During this period of rapid change, it is sometimes difficult to ascertain what still defines a “secondary market,” particularly as many such markets are seeing historic post-pandemic growth relative to many gateway cities. 3650 is particularly bullish on Miami, Austin and Nashville in the post-pandemic landscape. We are additionally bullish on cities like Denver that are disproportionately benefitting from an increase in science, technology, engineering and mathematics job growth.

Are you adding life sciences deals to your loan portfolio? Why or why not?

3650 is very positive on life sciences opportunities. The sector generally attracts well-capitalized tenants that are very “sticky” and difficult to move once in place due to their unique space demands. In terms of economic stimulus, there is a significant push to create breakthrough life sciences technologies, further adding economic tailwinds to life sciences real estate. Lastly, life sciences transactions tend to be located in areas with strong underlying demand drivers such as universities, technology companies and research hubs. Looking forward, we anticipate lending a large amount of capital to premier life sciences developments in the near future.

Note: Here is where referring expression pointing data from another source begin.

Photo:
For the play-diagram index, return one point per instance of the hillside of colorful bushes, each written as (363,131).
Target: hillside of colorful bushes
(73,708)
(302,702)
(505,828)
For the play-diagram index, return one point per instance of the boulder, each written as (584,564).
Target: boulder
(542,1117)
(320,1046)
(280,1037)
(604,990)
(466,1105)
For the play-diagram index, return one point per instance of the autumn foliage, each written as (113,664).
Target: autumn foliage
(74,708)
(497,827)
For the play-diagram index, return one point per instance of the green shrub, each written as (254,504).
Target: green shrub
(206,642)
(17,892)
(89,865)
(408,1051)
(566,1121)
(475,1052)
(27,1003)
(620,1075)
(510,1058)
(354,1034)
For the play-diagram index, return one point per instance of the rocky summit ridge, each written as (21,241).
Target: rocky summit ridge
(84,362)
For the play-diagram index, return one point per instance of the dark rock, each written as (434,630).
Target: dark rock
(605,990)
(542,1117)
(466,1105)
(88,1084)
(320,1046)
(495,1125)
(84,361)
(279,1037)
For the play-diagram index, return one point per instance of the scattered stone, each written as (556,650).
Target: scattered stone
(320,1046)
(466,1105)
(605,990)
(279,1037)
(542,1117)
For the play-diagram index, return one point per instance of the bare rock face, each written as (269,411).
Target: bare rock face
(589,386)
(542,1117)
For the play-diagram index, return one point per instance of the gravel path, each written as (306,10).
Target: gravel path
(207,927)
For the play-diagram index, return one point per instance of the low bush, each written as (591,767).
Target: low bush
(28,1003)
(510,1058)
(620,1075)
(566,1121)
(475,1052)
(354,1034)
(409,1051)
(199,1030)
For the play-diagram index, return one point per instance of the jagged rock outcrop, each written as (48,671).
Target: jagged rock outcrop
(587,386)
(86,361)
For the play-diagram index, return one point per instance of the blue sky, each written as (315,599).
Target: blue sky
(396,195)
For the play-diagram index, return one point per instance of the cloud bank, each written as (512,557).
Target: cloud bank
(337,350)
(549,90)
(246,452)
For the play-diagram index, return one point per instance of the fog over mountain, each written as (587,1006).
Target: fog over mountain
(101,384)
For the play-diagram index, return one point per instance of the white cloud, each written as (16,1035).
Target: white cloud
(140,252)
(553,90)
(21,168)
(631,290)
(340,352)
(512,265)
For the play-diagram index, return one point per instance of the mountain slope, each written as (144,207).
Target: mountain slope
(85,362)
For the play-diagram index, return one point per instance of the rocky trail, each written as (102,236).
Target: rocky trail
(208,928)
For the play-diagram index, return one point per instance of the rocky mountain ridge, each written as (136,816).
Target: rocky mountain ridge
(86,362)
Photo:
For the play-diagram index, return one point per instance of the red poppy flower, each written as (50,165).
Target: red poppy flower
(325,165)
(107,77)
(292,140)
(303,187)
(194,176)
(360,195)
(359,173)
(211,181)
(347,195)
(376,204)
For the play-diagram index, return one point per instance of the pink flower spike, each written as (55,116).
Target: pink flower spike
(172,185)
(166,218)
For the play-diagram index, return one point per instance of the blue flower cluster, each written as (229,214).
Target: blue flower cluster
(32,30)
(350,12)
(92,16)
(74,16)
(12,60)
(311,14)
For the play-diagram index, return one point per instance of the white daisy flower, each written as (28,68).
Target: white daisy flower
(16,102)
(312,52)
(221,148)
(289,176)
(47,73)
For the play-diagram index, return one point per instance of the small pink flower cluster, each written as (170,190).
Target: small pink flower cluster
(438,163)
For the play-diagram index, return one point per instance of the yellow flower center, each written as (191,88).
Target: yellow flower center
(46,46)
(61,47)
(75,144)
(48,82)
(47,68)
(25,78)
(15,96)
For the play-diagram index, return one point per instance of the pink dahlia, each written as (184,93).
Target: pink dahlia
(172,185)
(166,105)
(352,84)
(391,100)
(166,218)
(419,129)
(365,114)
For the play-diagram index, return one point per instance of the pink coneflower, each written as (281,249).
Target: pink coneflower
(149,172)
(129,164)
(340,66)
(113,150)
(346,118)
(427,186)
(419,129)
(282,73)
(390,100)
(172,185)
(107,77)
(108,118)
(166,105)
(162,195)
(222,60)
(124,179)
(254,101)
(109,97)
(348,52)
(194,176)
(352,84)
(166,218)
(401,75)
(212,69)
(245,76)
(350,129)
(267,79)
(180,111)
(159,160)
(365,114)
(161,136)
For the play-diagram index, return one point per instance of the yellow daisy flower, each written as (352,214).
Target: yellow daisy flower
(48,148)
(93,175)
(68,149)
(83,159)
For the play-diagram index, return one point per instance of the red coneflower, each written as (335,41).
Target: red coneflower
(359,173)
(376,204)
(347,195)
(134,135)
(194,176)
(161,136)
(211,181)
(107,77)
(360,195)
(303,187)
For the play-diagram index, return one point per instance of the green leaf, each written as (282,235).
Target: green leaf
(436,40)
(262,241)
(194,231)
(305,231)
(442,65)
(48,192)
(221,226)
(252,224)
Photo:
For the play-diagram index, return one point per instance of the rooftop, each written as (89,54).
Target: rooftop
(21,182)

What keeps you up at night?

While the pandemic has certainly been a difficult and unprecedented event for the entire country, the manner in which local, state and federal governments have interfered with contracts amongst landlords, tenants and lenders is having a profoundly negative impact on our industry, in addition to its questionable constitutionality.

Moreover, the currently proposed changes to our country’s tax laws could have a large negative impact on real estate values and future CRE investments. Because both history and our experience provide insights on how real estate uses may evolve over time, our firm is well equipped to underwrite and predict such changes. However, no amount of training or experience can equip an investor to reasonably underwrite or predict unnatural government actions outside of market forces.

Lightning Round 

Stabilized or transitional assets?

Both. We have the capital and the expertise to underwrite both types of assets.

First work trip post-COVID?

Miami, New York, Abu Dhabi, Tel Aviv.

Fast-food guilty pleasure?

Tito’s Tacos (L.A. classic).

“Ted Lasso” or “The Morning Show”?

Neither. “Curb Your Enthusiasm.”

Peloton bike or outdoor cycling?

Surfing.

Last book you read?

“The Unreasonable Virtue of Fly Fishing,” by Mark Kurlansky.

Who would play you in the biopic of your life?

Kyle Chandler.

“If I hadn’t pursued a lending career I’d be …”

A commercial farmer because my acting career never got off the ground.